Basically, the activities come down to the following actions:

  • Treating the existing wound and disinfecting it.
  • If there is a displacement of the nasal septum, then its alignment.
  • Comparison of possible fragments and alignment of whole bones.
  • Reliable fixation of the jaw using a special splint. She must be completely immobilized. A splint is applied for up to 1.5 months, until the jaw bones heal. Sometimes doctors surgically implant metal plates into the jaw. They are fixed with screws.
  • Carrying out anti-inflammatory therapy.

When the main course is completed and the splint is removed, then it will be possible to move on to the rehabilitation stage. It should be aimed at restoring several vital functions: chewing, swallowing, speech, vision.

Splinting for a jaw fracture

Splinting is one of the main methods of treating jaw injuries. The procedure involves fixing fragments using a structure consisting of plastic or wire.

The type of splinting depends on the nature of the injury:

  • It is applied on one side when the fracture is one-sided; a wire is used to fix the damaged areas.
  • It is applied on both sides, while the structure has a more rigid base.
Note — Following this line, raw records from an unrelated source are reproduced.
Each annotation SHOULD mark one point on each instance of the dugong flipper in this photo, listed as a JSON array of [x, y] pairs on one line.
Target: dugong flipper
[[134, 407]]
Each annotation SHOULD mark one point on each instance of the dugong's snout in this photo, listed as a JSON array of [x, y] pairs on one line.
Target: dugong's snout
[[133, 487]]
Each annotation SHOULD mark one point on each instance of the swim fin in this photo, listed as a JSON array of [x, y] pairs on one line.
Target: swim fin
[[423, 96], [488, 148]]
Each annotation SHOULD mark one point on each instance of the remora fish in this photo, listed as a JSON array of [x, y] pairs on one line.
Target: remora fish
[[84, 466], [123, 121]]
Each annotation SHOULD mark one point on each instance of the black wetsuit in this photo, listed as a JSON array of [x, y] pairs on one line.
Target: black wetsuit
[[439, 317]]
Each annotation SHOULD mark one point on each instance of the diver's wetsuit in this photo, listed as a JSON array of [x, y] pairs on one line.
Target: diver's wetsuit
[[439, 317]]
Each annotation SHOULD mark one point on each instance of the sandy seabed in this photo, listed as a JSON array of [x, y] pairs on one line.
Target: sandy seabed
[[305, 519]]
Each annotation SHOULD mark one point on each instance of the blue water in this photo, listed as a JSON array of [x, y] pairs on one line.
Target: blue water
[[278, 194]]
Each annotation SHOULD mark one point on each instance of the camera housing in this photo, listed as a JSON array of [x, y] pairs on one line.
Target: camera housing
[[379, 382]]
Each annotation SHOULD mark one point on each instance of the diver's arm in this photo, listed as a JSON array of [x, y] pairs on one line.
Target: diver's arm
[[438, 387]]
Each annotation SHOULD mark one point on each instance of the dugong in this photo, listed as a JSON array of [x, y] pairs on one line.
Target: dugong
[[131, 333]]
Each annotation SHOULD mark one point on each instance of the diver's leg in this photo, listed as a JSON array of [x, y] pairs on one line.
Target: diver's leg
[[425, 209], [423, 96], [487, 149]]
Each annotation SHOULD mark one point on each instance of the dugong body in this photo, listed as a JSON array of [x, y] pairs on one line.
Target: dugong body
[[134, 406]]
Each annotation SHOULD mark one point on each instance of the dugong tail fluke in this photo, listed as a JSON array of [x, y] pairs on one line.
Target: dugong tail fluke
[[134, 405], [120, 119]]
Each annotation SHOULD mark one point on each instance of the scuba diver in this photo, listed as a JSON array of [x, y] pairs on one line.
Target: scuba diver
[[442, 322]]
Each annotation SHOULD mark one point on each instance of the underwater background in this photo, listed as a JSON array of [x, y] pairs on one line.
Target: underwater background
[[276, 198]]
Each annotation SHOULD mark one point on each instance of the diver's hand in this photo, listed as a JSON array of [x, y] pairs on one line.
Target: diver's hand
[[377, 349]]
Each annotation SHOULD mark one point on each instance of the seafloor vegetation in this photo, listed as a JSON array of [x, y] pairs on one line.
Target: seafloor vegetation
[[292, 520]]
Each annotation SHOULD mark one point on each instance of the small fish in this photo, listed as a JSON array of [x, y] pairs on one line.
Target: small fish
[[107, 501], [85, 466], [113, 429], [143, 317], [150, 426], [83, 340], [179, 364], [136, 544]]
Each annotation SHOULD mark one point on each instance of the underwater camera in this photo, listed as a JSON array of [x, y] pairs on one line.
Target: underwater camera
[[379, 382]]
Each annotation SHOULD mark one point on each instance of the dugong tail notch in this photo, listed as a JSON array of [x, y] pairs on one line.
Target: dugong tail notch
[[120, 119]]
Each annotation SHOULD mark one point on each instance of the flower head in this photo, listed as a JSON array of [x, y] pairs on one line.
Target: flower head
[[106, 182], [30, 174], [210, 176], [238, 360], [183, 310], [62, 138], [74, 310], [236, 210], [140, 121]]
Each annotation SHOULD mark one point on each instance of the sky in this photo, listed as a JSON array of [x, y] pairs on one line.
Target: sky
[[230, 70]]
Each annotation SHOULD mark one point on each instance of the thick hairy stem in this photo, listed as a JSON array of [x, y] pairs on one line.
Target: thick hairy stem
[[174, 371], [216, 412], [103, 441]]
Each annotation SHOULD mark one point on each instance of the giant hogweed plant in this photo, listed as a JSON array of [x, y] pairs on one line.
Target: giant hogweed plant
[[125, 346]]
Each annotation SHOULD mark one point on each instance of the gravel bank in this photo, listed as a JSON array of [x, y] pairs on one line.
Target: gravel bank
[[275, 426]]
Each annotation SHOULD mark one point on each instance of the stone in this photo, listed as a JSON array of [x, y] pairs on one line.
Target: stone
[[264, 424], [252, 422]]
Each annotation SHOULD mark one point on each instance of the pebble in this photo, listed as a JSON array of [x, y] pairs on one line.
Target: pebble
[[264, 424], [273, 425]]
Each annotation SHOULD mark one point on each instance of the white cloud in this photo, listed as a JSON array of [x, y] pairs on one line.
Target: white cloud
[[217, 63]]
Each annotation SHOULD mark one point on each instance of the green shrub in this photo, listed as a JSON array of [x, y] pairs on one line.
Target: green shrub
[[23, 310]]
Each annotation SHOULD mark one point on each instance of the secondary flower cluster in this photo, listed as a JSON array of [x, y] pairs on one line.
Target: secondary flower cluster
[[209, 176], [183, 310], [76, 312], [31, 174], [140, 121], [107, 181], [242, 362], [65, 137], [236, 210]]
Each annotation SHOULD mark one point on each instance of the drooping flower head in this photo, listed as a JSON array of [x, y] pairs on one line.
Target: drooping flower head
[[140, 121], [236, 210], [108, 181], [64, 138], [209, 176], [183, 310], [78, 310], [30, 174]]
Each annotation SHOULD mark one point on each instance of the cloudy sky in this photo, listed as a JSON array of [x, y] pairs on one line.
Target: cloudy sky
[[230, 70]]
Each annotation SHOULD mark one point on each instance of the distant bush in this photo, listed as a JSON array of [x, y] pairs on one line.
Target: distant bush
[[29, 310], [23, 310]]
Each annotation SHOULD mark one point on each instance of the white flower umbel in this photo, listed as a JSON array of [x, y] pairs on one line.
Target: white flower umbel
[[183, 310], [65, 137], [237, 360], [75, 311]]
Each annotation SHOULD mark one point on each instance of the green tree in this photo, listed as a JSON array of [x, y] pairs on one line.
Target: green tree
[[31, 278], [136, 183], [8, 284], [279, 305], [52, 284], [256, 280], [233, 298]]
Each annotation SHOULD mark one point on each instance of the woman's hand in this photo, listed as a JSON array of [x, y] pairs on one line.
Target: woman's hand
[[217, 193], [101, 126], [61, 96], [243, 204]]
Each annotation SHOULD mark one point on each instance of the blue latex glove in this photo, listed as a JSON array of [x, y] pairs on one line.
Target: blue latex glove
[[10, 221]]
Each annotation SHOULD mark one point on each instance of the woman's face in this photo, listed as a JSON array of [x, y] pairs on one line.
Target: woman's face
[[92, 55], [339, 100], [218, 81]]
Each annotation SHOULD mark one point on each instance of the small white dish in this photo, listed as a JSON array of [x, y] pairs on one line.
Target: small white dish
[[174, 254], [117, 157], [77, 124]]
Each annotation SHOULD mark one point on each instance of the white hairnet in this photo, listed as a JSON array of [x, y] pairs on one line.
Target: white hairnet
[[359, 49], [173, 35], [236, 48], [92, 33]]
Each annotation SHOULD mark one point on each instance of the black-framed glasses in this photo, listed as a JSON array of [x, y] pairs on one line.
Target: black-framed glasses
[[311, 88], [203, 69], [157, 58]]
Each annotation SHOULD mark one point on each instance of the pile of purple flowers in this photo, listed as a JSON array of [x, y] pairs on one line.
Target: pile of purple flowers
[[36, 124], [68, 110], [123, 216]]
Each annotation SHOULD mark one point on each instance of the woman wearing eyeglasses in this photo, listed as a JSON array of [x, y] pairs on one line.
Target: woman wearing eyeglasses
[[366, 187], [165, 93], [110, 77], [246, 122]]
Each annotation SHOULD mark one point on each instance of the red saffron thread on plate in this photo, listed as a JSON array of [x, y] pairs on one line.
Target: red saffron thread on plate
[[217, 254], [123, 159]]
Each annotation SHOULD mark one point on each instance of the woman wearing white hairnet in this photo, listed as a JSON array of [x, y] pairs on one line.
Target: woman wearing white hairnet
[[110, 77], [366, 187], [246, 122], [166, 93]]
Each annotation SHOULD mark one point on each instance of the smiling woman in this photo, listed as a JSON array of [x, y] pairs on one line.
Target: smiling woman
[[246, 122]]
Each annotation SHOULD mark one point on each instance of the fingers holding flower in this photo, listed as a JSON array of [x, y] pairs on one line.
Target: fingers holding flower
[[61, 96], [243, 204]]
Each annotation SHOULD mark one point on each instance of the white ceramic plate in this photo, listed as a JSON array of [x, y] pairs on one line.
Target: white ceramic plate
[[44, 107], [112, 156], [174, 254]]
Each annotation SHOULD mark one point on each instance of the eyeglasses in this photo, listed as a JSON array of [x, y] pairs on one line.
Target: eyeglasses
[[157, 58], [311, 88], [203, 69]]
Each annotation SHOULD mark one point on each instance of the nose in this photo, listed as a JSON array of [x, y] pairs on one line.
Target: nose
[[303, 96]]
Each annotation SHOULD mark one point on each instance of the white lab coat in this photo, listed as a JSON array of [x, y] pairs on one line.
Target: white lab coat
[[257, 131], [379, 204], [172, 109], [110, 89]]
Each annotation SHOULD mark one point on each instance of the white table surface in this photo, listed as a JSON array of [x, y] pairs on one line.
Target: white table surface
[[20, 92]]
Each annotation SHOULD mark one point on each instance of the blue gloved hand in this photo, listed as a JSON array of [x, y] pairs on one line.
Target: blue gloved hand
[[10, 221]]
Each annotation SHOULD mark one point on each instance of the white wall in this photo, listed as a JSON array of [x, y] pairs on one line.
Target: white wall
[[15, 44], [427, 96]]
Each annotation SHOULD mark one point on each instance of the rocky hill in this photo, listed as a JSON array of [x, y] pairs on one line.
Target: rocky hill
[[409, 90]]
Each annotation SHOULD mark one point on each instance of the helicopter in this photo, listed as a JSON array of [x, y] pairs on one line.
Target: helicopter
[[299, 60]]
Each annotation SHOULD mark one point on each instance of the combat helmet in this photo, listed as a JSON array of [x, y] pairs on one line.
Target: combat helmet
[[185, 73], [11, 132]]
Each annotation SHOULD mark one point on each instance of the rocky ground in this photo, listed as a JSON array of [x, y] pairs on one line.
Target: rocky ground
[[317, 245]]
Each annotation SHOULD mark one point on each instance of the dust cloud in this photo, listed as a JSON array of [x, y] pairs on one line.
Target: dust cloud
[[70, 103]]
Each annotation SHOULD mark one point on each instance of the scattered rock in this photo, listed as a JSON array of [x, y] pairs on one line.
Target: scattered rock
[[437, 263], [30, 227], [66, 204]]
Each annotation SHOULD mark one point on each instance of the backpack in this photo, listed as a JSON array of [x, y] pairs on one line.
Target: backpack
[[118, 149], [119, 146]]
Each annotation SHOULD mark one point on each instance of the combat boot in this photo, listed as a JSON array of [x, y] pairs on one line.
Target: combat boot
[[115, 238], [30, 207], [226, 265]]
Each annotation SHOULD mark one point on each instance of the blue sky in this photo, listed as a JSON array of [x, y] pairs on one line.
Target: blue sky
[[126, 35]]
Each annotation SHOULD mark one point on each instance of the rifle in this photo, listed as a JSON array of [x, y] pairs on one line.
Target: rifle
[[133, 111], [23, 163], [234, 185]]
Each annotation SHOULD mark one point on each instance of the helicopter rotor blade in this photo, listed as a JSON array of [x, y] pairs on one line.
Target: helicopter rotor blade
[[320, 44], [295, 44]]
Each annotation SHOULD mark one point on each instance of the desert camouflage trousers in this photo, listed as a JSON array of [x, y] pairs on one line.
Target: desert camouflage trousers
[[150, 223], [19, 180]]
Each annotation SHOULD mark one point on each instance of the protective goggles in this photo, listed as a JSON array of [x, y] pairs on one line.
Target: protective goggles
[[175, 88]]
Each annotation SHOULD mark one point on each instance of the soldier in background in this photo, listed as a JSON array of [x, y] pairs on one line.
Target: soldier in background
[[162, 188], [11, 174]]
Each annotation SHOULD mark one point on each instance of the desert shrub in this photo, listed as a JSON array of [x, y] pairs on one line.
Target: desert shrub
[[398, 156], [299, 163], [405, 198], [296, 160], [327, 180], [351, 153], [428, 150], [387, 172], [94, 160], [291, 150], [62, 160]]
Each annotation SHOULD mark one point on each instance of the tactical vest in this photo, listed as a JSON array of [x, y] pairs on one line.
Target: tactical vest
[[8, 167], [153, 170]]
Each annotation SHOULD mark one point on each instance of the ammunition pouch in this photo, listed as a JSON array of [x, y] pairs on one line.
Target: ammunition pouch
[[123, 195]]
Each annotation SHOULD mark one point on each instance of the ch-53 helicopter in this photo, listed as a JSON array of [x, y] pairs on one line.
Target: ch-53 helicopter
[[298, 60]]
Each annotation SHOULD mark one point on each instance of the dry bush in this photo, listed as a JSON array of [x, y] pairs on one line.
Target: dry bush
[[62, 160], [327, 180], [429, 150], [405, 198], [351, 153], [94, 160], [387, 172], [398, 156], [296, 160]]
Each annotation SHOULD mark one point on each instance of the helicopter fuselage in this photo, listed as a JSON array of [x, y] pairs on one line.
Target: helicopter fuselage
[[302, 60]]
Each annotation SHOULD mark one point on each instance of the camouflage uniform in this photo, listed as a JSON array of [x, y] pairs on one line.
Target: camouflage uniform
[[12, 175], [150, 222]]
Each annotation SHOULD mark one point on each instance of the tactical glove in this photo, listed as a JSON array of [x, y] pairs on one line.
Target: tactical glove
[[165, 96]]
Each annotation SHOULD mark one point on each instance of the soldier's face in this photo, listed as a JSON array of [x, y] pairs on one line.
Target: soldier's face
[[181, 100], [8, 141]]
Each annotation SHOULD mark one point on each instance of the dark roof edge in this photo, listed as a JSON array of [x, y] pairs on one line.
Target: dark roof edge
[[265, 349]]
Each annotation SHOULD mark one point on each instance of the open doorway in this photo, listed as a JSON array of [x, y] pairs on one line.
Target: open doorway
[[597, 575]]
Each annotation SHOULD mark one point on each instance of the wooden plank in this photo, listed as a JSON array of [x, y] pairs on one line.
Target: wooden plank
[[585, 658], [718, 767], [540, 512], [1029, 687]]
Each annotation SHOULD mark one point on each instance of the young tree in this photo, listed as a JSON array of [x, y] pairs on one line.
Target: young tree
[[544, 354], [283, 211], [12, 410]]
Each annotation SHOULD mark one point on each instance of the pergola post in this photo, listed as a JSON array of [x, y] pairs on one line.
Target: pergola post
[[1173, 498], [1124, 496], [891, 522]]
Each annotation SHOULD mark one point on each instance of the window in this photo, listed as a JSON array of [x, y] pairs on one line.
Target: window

In addition to it there are hooks and rings.
  • When both the upper and lower jaws are broken and there is displacement, then it is advisable to use double-jaw splinting. For fixation, copper wire is used, fastened to the teeth and fixing the jaws with rings.

If a plastic version is used, it should be placed under the chin and secured with a bandage around the head. But this method is indicated in cases where assistance must be provided in a short time in order to deliver the victim to the traumatology department.

When the fracture is complicated and there is significant displacement of the fragments, then before splinting, it is necessary to compare them.

On topic: 12 folk methods for home treatment

Recommendations

Treatment of mandibular fractures involves long-term immobilization of the jaws, which becomes a significant psychological problem for the patient. The success of treatment directly depends on how closely both the doctor and the patient act together and take the process seriously.

For the entire period of healing of the fracture, the patient is prescribed a diet (maxillary table No. 1 and No. 2); food is allowed to be taken only in a creamy consistency (well boiled and passed through a blender). In most cases, opening the mouth is impossible, because... The patient has an intermaxillary rubber traction device installed. Food is supplied through tubes, tubes and sippy cups.

From the moment of double-jaw splinting or osteosynthesis, the splints are left in place for an average of 21–30 days. If the doctor has confidence in the favorable course of the recovery process, then it is possible to reduce the period of wearing the intermaxillary rubber traction.

Even after removing the splints, the patient cannot fully open his mouth for 1-2 weeks. To restore the function of the chewing and facial muscles, he is prescribed myogymnastics.